VoxKnesset: A Large-Scale Longitudinal Hebrew Speech Dataset for Aging Speaker Modeling

New dataset reveals speaker verification error rates double over 15 years as voices age, challenging current AI models.

Deep Dive

A research team led by Yanir Marmor from the Weizmann Institute of Science and Reichman University has introduced VoxKnesset, a groundbreaking longitudinal speech dataset addressing a fundamental challenge in voice AI: how human voices change with age. The dataset contains approximately 2,300 hours of Hebrew parliamentary speech spanning 2009-2025, featuring 393 speakers with recording spans up to 15 years—making it one of the largest longitudinal speech collections available. Each audio segment includes aligned transcripts and verified demographic metadata from official Israeli Knesset records, providing researchers with unprecedented temporal depth for studying vocal aging patterns.

The team benchmarked modern speech embeddings including WavLM-Large, ECAPA-TDNN, and Wav2Vec2-XLSR-1B on age prediction and speaker verification tasks, revealing critical insights about voice aging. Speaker verification Equal Error Rate (EER) increased from 2.15% to 4.58% over 15 years for the strongest model, demonstrating how aging degrades biometric accuracy. Crucially, cross-sectionally trained age regressors failed to capture within-speaker aging patterns, while models trained longitudinally successfully recovered meaningful temporal signals.
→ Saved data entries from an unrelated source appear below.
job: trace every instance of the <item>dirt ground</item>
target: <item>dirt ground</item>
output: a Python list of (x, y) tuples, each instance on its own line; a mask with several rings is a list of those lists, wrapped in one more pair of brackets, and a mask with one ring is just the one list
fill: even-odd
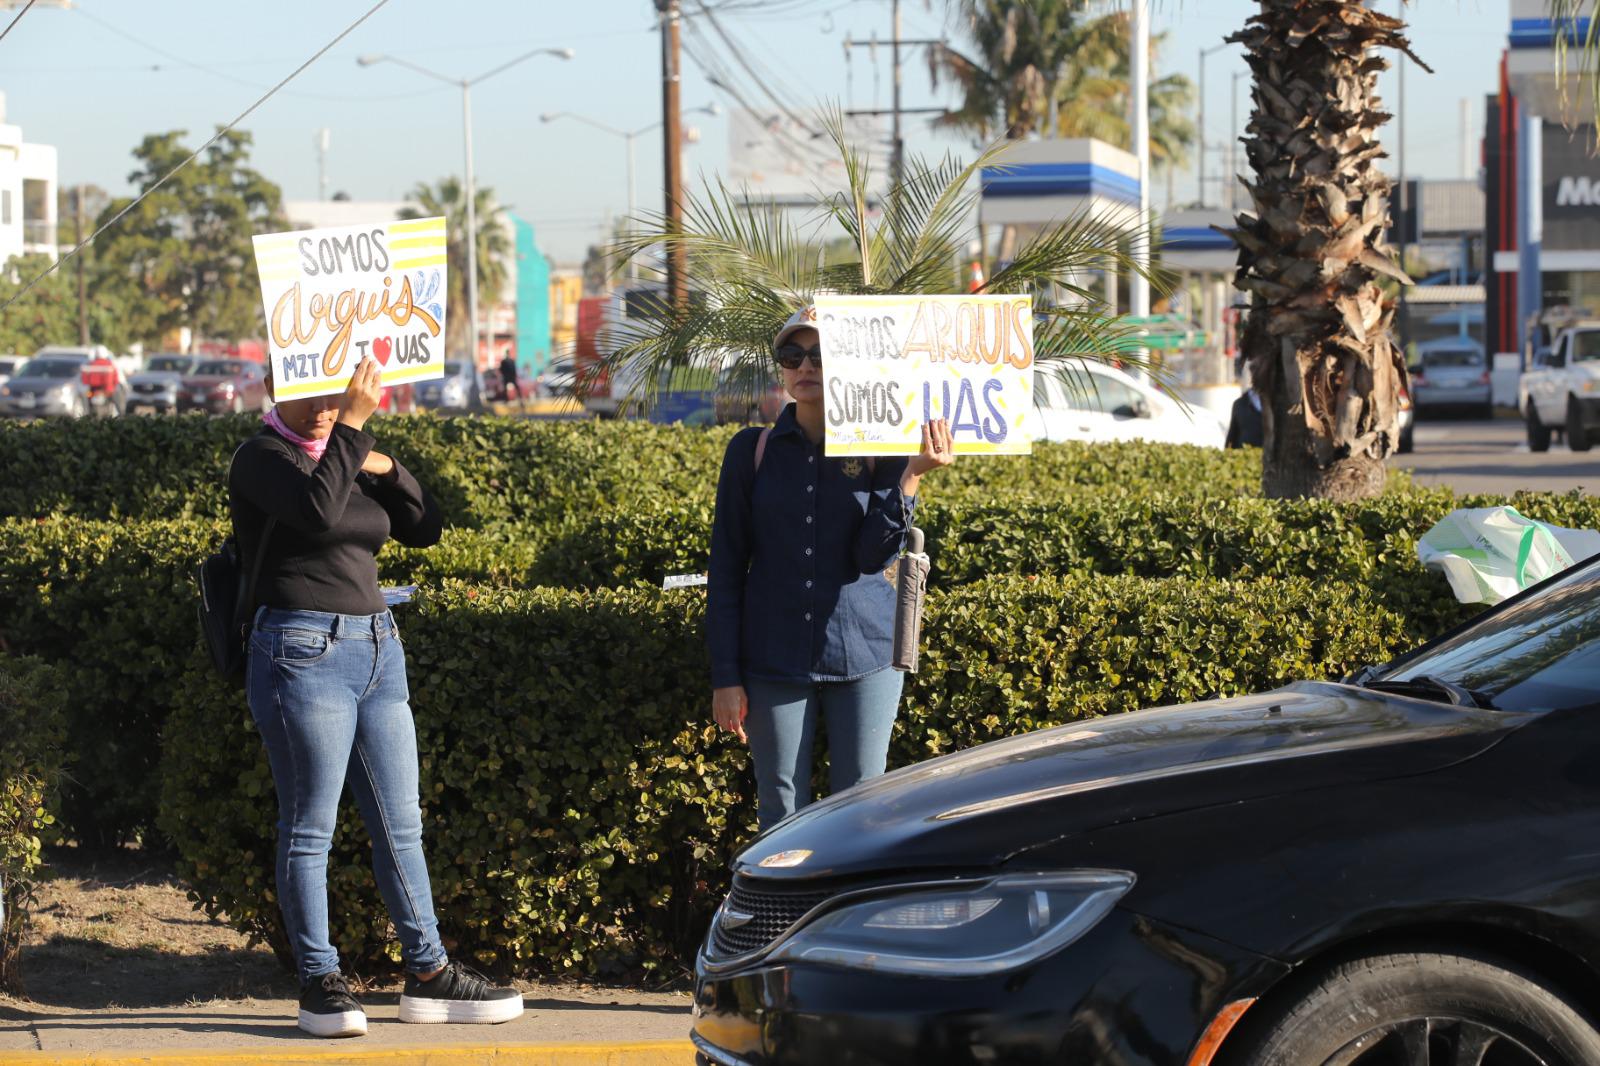
[(165, 862), (77, 847), (52, 848), (46, 861), (22, 949), (29, 1001), (176, 1007), (296, 994), (272, 952), (195, 910)]

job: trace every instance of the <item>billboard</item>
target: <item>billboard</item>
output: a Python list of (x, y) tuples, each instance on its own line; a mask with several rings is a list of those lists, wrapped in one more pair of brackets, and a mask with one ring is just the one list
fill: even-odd
[[(734, 189), (781, 204), (810, 204), (817, 191), (846, 187), (844, 161), (820, 117), (797, 113), (740, 109), (728, 117), (728, 166), (724, 173)], [(889, 135), (881, 118), (845, 119), (845, 138), (867, 157), (868, 194), (878, 197), (889, 187)]]

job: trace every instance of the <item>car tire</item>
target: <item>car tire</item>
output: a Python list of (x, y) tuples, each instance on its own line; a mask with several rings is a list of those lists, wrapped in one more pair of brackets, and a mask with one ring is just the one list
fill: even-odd
[(244, 414), (244, 397), (235, 396), (233, 398), (233, 402), (228, 405), (228, 411), (229, 413), (236, 415)]
[(1528, 401), (1528, 412), (1523, 421), (1528, 426), (1528, 450), (1530, 452), (1547, 452), (1550, 450), (1550, 427), (1544, 424), (1539, 417), (1539, 409)]
[(1478, 418), (1480, 418), (1481, 420), (1483, 420), (1485, 422), (1487, 422), (1490, 419), (1494, 418), (1494, 401), (1493, 400), (1489, 401), (1488, 403), (1484, 404), (1482, 407), (1478, 408)]
[[(1390, 1062), (1600, 1063), (1600, 1033), (1544, 982), (1472, 951), (1371, 955), (1331, 967), (1268, 1001), (1236, 1035), (1241, 1066)], [(1423, 1050), (1426, 1048), (1426, 1050)], [(1231, 1049), (1230, 1049), (1231, 1050)], [(1429, 1053), (1431, 1052), (1431, 1057)]]
[(1411, 454), (1411, 450), (1416, 447), (1416, 438), (1414, 436), (1412, 436), (1412, 430), (1414, 430), (1415, 428), (1416, 428), (1415, 426), (1407, 426), (1405, 429), (1402, 429), (1400, 431), (1400, 454), (1401, 455), (1410, 455)]
[(1567, 447), (1575, 452), (1586, 452), (1594, 447), (1589, 427), (1583, 422), (1583, 405), (1576, 396), (1567, 397)]

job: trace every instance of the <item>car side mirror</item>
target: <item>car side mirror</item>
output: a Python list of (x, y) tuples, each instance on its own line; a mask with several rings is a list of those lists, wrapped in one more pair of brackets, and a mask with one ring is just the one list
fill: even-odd
[(1567, 365), (1567, 354), (1565, 352), (1551, 352), (1549, 355), (1544, 357), (1544, 363), (1545, 363), (1545, 366), (1550, 366), (1550, 367), (1563, 367), (1563, 366), (1566, 366)]
[(1146, 400), (1142, 396), (1139, 399), (1134, 400), (1133, 401), (1133, 417), (1135, 417), (1135, 418), (1149, 418), (1149, 417), (1151, 417), (1150, 401)]

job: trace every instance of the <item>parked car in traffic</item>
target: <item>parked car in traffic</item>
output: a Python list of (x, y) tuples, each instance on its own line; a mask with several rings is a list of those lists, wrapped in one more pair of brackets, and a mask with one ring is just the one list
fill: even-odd
[(417, 382), (417, 403), (428, 409), (483, 409), (483, 373), (465, 359), (446, 359), (444, 377)]
[(1600, 559), (1339, 682), (804, 808), (734, 862), (699, 1061), (1600, 1063), (1597, 637)]
[(1072, 363), (1033, 376), (1037, 440), (1148, 440), (1220, 448), (1228, 427), (1203, 407), (1171, 396), (1115, 367)]
[(205, 359), (185, 375), (178, 386), (178, 411), (264, 411), (267, 398), (265, 370), (245, 359)]
[(83, 354), (34, 356), (0, 385), (0, 415), (12, 418), (83, 418), (89, 414), (89, 387), (83, 382)]
[(1533, 451), (1549, 451), (1553, 431), (1564, 431), (1575, 452), (1593, 447), (1600, 428), (1600, 319), (1581, 319), (1553, 345), (1535, 350), (1517, 383), (1517, 410)]
[(534, 394), (560, 399), (571, 396), (578, 386), (577, 363), (569, 356), (553, 359), (534, 379)]
[(1471, 337), (1436, 337), (1417, 345), (1411, 367), (1411, 402), (1419, 415), (1465, 410), (1494, 417), (1489, 360)]
[(0, 355), (0, 385), (10, 381), (11, 375), (27, 361), (27, 358), (21, 355)]
[(129, 414), (178, 410), (178, 390), (200, 360), (192, 355), (153, 355), (144, 369), (128, 379)]
[[(767, 364), (770, 366), (770, 361)], [(719, 426), (730, 422), (771, 423), (790, 400), (783, 382), (766, 371), (733, 364), (717, 374), (712, 409)]]

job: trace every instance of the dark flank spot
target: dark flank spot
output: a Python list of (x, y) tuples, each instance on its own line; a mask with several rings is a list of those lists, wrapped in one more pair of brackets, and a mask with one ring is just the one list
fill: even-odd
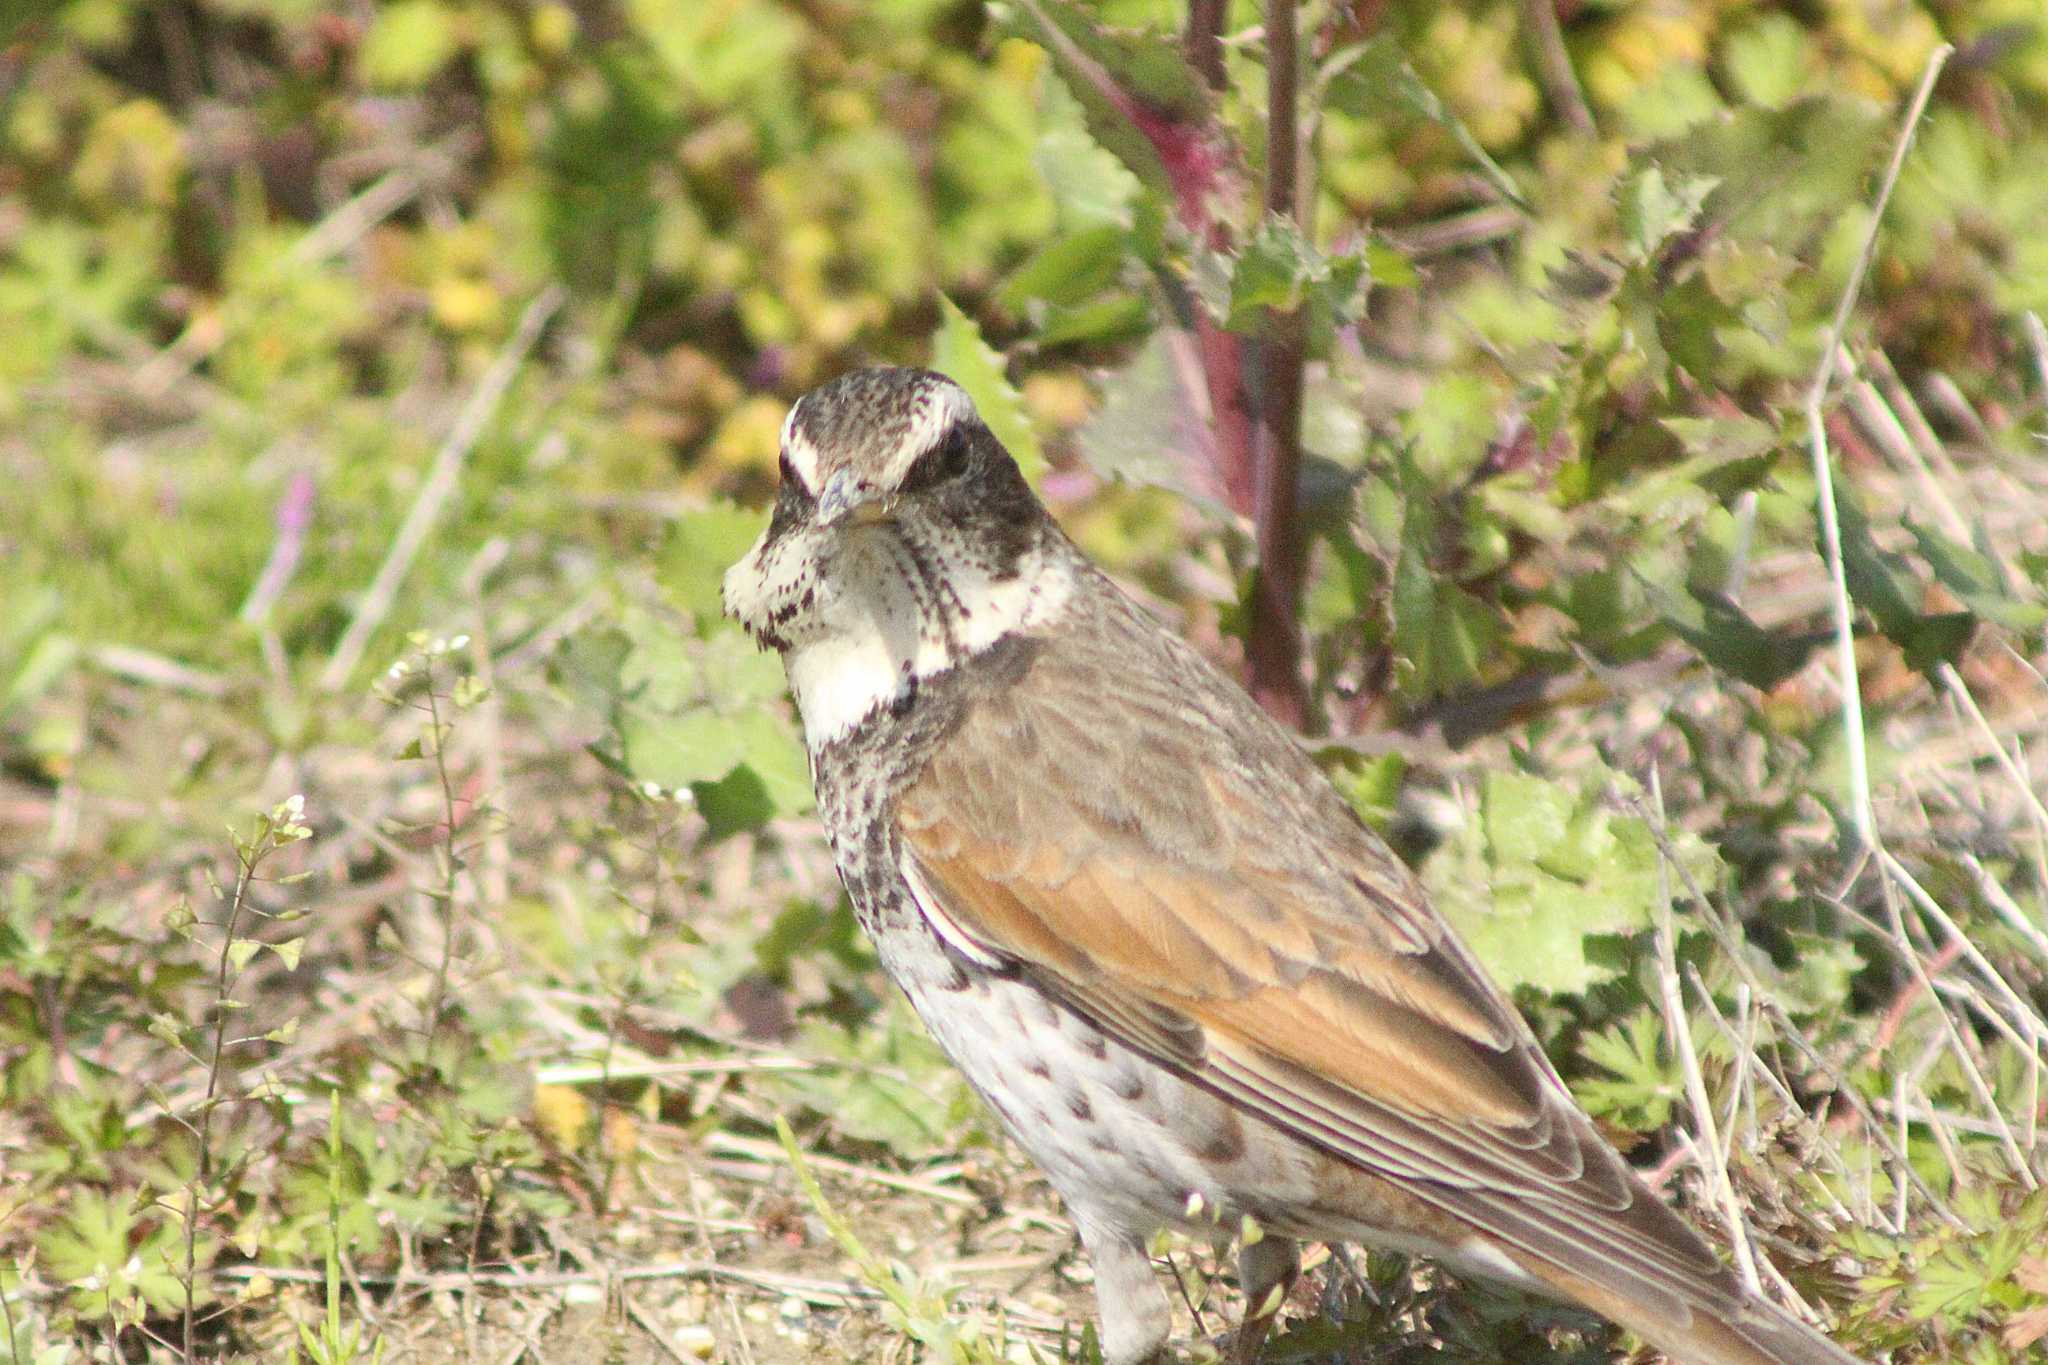
[(1043, 1057), (1027, 1057), (1024, 1060), (1024, 1074), (1036, 1076), (1041, 1081), (1052, 1079), (1052, 1067)]
[[(1081, 1051), (1087, 1053), (1090, 1057), (1093, 1057), (1098, 1062), (1106, 1062), (1109, 1060), (1109, 1042), (1099, 1033), (1091, 1033), (1088, 1034), (1086, 1037), (1082, 1038)], [(1142, 1081), (1139, 1082), (1138, 1088), (1140, 1090), (1143, 1090), (1145, 1088), (1144, 1083)], [(1127, 1096), (1126, 1098), (1130, 1097)]]
[(1244, 1159), (1244, 1125), (1237, 1115), (1224, 1111), (1223, 1122), (1209, 1135), (1209, 1140), (1196, 1149), (1195, 1155), (1204, 1161), (1242, 1161)]
[[(908, 665), (905, 666), (906, 669)], [(910, 714), (910, 708), (917, 705), (917, 675), (906, 673), (903, 690), (889, 699), (889, 714), (901, 720)]]
[[(1097, 1039), (1096, 1042), (1099, 1044), (1101, 1039)], [(1108, 1055), (1108, 1052), (1108, 1048), (1103, 1048), (1105, 1056)], [(1133, 1104), (1145, 1098), (1145, 1078), (1135, 1071), (1122, 1073), (1109, 1083), (1109, 1088), (1116, 1092), (1118, 1099), (1128, 1100)]]
[(1088, 1145), (1098, 1152), (1114, 1152), (1116, 1150), (1116, 1144), (1111, 1142), (1109, 1135), (1100, 1128), (1088, 1130)]
[(1076, 1119), (1080, 1120), (1082, 1123), (1090, 1123), (1094, 1121), (1095, 1107), (1088, 1103), (1088, 1097), (1086, 1095), (1082, 1094), (1078, 1090), (1070, 1090), (1067, 1092), (1066, 1099), (1067, 1112), (1069, 1114), (1072, 1114)]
The researchers are publicly releasing both the dataset and processing pipeline to support development of aging-robust speech systems and advance Hebrew speech processing research, which has historically lacked large-scale resources.

Key Points
  • Contains 2,300 hours of Hebrew parliamentary speech from 393 speakers tracked for up to 15 years (2009-2025)
  • Speaker verification error rates double from 2.15% to 4.58% over 15-year spans, showing aging's impact on voice biometrics
  • Openly released dataset and pipeline will enable development of aging-robust speech AI systems and advance Hebrew NLP

Why It Matters

Enables development of voice AI that remains accurate as users age, crucial for authentication systems and assistive technologies.